— Ooh, yeah, baby! This right here is gonna make the last three days worth it. A fat syringe full of clear, medical-grade, Federally-backed estrogen. Aqueous estradiol valerate, to be precise.
— What happens when I inject myself with estrogen?
— Oh, no. No, no, no. Don’t tell me you forgot what estrogen does. Estrogen. Remember? Uh…anticistamines? Feminephrine?
[Hard: Success] — You haven’t forgotten. Generally speaking, patients undergoing hormone replacement treatments will experience a variety of physiological and mental changes. Drier skin, growth of breast tissue, weight redistribution, decrease of body hair growth, shifts in facial fat and musculature. Emotional changes vary wildly between individuals, but are often reported to be “intense”.
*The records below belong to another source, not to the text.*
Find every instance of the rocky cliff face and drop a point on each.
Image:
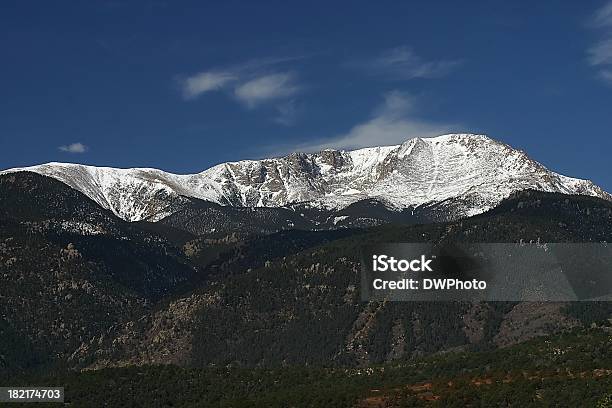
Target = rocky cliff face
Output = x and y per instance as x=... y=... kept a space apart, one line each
x=470 y=173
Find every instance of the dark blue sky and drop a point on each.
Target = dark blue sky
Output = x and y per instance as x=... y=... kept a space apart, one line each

— Bzzt. Wrong. Estrogen is like junk, baby. A calm, soothing, smooth-like-butter body high. A referral letter from two medical professionals and a couple of shed tears in a therapist’s chair are the only things keeping every sucker on the street from turning into an E-junkie. Getting it is hard; stopping after you’ve had your first sweet shot is even harder. This is serious shit. And now it’s all yours. Shoot it up!
fuckin love this account
anticistamines
holy shit lmao
Unironically, recreational estrogen should be legal.
If I want to keep twink death at bay for a few more years, then by all means let me.
Yes!!! Boys should have access to estrogen so they can feel pretty!
Lmao no actual medical knowledge on what elevated estrogen levels do in men but it sounds cute!